By Michael Barris in New York | China Daily USA | Updated: 2014-02-18 10:48

China made no headway last year toward its goal of growing through domestic consumption, as investment accounted for more than half the nation's economic activity, a US expert on China's economy said.

"We just didn't see any progress," David Dollar, a former US Treasury Department economic and financial emissary to China, told China Daily in an interview.

Dollar said that although China's gross domestic product grew 7.7 percent in 2013, beating the government's 7.5 percent target, the nation's economy still hasn't seen the changes that many economists say would set it on a sustainable course for growth - chiefly greater domestic consumption and less investment and export-driven growth.

"My main concern is the majority of growth (in 2013) came from investment," said Dollar, who held the Treasury post from 2009 to 2013 and now is a senior fellow at the Brookings Institution's John L. Thornton China Center in Washington.

Government data last month showed capital formation accounted for 54 percent of China's economic growth last year, exceeding the 50 percent share taken up by consumption. Public investment accelerated during the second half of the year as the government sought to boost lower than expected growth from the first half of the year.

The results underscored the challenge that China faces in trying to emulate countries with consumption-driven economies after three decades of double-digit growth generated predominantly by exports and investment. Despite its need to reduce investment, investment-related growth has actually increased slightly, Dollar said.

"It would be fair to describe the situation as somewhat stable in how GDP is divided between investment and consumption," Dollar said. "But I think China needs a transformation where it relies more on consumption."

The idea of investment driving more than half of GDP growth is unprecedented in a large economy, Dollar said. "The risk there is that there's too much investment in certain sectors. You are building up the capital stock very quickly, housing stock, manufacturing capacity, local government infrastructure. I worry that if you build that up too quickly, some of that will be inefficient investment. It doesn't generate the return and that traces back to weaknesses in the financial system".

China's dependence on credit-fueled growth deepening in recent years led to its central auditing agency reporting in December that the total debt of local governments in the country had soared to nearly $3 trillion.

The growth of the debt load sparked warnings that China's 56.9 trillion yuan ($9.4 trillion) economy could be headed for a catastrophic crash. US business magnate, investor and philanthropist George Soros, citing the "unresolved self-contradiction" in China's policies, wrote in a Jan 2 essay on Project Syndicate, a global affairs commentary website, that China's debt growth "cannot be sustained for much longer than a couple of years".

His view, however, was countered by Nicholas Lardy, a senior fellow at the Washington-based Peterson Institute for International Economics, who said people need to pay less attention to the magnitude of the debt and more to the redeeming value of the infrastructure for transportation, housing, water and environmental protection it helps to finance. "China needs more infrastructures," Lardy said.
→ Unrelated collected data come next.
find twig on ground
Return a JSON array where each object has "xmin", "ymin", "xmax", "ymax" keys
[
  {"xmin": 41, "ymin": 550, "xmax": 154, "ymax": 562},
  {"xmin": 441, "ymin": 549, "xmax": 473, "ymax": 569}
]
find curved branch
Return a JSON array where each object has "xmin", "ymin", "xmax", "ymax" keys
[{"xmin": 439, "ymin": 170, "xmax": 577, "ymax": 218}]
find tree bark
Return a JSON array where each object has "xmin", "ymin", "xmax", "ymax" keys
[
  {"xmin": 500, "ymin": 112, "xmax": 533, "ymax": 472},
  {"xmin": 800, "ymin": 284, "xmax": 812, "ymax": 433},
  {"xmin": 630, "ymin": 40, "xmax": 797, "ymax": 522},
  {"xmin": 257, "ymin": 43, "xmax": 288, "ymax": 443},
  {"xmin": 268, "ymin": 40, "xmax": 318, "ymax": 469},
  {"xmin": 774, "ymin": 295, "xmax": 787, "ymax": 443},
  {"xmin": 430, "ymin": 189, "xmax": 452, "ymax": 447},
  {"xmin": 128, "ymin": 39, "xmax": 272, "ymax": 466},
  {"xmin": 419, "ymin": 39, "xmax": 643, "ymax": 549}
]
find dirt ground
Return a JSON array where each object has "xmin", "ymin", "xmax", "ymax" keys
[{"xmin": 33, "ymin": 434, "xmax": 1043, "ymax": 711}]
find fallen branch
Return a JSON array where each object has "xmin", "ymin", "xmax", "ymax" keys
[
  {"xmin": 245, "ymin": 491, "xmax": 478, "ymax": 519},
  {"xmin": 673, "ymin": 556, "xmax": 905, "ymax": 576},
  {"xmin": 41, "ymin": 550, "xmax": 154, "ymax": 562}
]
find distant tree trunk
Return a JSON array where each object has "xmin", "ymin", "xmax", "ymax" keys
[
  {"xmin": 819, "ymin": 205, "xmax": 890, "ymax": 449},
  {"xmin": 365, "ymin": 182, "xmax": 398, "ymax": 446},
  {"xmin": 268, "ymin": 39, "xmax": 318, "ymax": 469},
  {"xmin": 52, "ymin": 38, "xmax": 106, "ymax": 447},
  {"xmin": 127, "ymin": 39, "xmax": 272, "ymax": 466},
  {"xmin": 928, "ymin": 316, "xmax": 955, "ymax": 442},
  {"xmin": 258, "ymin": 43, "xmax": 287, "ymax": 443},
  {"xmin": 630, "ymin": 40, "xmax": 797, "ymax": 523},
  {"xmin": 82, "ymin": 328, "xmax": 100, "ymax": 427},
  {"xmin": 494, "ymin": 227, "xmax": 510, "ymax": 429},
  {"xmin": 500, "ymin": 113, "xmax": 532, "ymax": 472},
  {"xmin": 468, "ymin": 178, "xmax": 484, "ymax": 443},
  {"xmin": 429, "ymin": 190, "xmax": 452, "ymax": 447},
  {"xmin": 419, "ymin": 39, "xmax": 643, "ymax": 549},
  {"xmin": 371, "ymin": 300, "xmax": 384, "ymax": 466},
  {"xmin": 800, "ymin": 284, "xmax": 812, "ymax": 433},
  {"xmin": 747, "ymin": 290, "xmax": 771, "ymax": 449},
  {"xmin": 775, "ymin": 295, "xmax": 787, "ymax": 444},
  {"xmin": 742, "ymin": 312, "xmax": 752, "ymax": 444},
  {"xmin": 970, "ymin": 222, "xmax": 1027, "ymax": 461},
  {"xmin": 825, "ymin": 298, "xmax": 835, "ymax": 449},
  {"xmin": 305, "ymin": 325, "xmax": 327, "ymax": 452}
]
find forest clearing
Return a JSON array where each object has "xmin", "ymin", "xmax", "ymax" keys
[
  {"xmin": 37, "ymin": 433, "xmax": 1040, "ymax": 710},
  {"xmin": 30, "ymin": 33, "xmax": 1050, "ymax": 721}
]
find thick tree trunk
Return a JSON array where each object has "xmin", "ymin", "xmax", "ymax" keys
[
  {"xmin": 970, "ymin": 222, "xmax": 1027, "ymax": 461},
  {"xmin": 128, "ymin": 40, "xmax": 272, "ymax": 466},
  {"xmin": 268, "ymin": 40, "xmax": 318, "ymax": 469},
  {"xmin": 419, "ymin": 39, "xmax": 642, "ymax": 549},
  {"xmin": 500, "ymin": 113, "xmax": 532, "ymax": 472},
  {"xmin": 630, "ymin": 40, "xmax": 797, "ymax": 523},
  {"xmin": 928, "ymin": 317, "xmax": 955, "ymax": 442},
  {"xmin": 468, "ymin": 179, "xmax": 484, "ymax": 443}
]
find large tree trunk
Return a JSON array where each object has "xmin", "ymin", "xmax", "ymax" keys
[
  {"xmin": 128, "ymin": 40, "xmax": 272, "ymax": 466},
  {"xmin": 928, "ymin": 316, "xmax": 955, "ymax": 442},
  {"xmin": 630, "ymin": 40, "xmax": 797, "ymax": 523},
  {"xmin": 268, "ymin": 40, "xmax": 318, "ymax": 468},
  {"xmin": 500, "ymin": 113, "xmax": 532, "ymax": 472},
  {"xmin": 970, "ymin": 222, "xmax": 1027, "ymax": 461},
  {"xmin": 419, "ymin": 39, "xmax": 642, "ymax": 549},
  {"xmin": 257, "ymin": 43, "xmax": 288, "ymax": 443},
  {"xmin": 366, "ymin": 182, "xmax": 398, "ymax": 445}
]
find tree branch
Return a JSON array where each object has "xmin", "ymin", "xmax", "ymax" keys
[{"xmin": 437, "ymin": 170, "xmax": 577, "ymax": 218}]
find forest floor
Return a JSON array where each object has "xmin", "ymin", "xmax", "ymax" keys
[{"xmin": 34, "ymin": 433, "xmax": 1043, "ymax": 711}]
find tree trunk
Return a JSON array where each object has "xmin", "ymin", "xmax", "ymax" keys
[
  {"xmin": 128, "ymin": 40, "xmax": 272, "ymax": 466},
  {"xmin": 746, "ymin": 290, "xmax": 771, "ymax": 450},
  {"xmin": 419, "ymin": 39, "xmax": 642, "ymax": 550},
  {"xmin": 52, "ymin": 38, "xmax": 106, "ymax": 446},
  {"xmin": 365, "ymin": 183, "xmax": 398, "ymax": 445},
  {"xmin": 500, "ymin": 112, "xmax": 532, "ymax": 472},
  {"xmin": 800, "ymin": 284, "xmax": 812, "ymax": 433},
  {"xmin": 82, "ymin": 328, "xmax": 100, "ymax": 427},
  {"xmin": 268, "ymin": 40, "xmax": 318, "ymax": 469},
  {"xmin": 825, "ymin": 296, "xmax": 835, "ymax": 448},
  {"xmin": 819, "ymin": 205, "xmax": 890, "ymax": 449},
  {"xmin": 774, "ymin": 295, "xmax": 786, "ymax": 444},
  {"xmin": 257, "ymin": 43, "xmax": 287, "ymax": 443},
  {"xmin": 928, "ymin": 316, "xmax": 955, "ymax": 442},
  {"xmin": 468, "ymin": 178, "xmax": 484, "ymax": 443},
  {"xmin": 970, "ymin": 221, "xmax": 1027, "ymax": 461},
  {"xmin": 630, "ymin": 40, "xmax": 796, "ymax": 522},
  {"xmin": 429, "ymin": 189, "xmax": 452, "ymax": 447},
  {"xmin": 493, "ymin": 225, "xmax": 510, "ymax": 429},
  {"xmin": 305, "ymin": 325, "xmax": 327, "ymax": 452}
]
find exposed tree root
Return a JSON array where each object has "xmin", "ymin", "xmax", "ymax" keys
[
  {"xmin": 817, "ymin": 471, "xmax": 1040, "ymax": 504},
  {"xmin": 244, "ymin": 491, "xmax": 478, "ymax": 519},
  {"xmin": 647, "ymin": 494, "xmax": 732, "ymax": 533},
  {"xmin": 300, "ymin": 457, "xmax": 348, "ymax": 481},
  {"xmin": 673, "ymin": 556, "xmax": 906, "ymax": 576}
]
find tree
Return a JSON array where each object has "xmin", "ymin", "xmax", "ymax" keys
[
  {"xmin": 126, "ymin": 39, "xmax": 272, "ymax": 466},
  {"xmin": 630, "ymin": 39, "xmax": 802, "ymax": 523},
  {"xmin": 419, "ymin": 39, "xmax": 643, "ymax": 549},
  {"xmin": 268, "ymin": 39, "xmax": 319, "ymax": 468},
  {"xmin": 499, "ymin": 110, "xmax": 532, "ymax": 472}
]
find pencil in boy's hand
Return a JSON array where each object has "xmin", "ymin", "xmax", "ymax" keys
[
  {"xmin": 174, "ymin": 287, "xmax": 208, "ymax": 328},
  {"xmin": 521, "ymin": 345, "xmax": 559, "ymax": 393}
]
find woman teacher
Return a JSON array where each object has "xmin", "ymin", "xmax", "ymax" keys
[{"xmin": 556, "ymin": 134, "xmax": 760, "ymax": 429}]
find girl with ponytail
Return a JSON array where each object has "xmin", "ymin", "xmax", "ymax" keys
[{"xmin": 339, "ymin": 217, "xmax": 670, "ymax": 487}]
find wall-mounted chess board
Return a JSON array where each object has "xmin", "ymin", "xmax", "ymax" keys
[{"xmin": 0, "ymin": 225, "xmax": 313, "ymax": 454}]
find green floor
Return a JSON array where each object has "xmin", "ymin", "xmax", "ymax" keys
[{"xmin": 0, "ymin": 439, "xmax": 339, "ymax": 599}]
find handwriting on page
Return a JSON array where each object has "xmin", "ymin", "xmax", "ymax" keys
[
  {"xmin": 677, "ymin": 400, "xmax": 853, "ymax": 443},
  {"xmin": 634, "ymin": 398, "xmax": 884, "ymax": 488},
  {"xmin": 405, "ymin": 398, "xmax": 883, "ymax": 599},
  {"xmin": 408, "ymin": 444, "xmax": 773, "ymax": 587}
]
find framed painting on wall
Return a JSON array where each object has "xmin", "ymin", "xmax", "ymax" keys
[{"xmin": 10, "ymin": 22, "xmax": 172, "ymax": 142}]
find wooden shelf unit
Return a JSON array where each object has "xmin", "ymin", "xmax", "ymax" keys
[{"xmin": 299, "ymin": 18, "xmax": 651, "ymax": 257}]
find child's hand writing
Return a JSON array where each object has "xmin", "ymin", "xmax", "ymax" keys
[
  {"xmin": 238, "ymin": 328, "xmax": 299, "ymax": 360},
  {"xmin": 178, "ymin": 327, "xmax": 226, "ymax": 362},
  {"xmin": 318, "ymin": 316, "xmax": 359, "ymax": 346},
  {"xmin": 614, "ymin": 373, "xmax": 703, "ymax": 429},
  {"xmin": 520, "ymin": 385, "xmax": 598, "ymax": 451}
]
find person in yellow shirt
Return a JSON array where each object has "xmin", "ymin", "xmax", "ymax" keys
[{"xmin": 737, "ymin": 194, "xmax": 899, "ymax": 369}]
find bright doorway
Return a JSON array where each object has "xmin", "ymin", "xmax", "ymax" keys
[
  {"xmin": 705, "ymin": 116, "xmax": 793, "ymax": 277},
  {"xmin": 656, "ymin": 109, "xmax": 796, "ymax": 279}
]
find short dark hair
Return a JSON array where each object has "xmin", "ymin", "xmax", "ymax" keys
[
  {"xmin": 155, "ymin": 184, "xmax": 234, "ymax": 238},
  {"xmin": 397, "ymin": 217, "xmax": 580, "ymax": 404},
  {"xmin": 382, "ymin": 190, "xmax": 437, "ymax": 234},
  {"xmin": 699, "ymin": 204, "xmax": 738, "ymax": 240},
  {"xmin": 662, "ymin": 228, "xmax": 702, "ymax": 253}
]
Dollar said all eyes will be on the 12th National People's Congress when it convenes for its second annual session in Beijing on March 5, for a sign of change in debt-management policy. The gathering will be President Xi Jinping and Premier Li Keqiang's first since taking over following last year's leadership change.

Dollar said November's Third Plenary Session of the 18th Communist Party of China Central Committee, which presented a sweeping 60-point blueprint for economic, social and legal reforms, "put out pretty interesting resolutions". It "would be natural for the National People's Congress to follow up with some specific details," he said.

"I'm waiting to see if they did really move ahead with reform that would raise people's incomes, give people more mobility that should lead to more consumption. I'm going to see if they did move ahead with financial liberalization," he said. "That's one of the features that biases the system toward investment and away from consumption."